An artistic response to benefit stories
The artist Lindsay Lowcock has designed an artistic response to benefit stories in collaboration with Louise Hardwick from the University of Liverpool, Aidan Worsley from the University of Central Lancashire and The Brain Charity.
This installation is part of a wider dissemination strategy to report on the findings from a study entitled seeking recognition for people with severe disabilities on benefits.
Voice is an important part of inclusion in life: being recognised; taking part; being heard. The participants in the study, including clients from The Brain Charity, were given a rare opportunity to vocalise their experience. In response, Lindsay has designed an installation to display their voices.
This will be achieved by the voices of the participants becoming vocal performances that will be heard through six monolithic speakers. Each performance will consist of one word taken from the study which distils their experience of depending on disability benefits.

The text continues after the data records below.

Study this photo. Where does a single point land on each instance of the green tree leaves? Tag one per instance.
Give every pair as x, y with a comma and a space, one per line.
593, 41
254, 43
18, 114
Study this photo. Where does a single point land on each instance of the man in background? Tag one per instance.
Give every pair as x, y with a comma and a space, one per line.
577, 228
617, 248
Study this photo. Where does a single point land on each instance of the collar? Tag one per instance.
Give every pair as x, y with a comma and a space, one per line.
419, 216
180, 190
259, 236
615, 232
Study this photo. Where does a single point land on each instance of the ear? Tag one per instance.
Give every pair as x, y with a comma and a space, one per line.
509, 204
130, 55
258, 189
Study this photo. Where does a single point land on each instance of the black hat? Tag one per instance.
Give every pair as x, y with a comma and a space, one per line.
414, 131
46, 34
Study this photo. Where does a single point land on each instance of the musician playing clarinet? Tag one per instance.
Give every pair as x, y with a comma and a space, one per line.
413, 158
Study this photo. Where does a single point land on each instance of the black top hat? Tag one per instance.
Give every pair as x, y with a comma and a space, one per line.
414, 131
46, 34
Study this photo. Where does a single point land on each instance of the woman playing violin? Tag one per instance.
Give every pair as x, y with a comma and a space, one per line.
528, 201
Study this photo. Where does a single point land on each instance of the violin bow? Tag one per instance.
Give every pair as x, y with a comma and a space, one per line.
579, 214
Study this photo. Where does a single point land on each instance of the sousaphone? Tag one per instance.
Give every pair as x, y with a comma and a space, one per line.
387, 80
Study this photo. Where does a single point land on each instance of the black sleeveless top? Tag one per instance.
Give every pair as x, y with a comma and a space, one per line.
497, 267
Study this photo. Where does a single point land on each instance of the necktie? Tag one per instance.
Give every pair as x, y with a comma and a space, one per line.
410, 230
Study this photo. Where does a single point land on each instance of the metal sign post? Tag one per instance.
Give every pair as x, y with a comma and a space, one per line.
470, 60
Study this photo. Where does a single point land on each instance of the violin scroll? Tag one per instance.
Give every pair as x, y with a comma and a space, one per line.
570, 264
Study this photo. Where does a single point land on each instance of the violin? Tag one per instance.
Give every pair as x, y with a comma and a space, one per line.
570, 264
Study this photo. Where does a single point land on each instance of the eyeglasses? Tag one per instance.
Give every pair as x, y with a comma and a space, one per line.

Like the standing stones of death monuments, the speakers will create a space for the viewer-experiencer to wander around and hear the individual voices.
The combined audio and physical interactional experience will create an oppressive, confining, baffling, and demoralising response, akin to that experienced by study participants.
Beyond the field of sound, a light is to be situated: a tall and thin slit of simulated sunlight. This represents Judith Butler’s 2016 concept of recognition.
In contrast, in the field of sound, the vocal performances and the people they represent occupy a hinterland not comprehended to the unimpaired, and in that hinterland they remain unrecognised.
The free exhibition will be open to visit at The Brain Charity from 11am – 4pm on 18th May – 21st May. No tickets are required.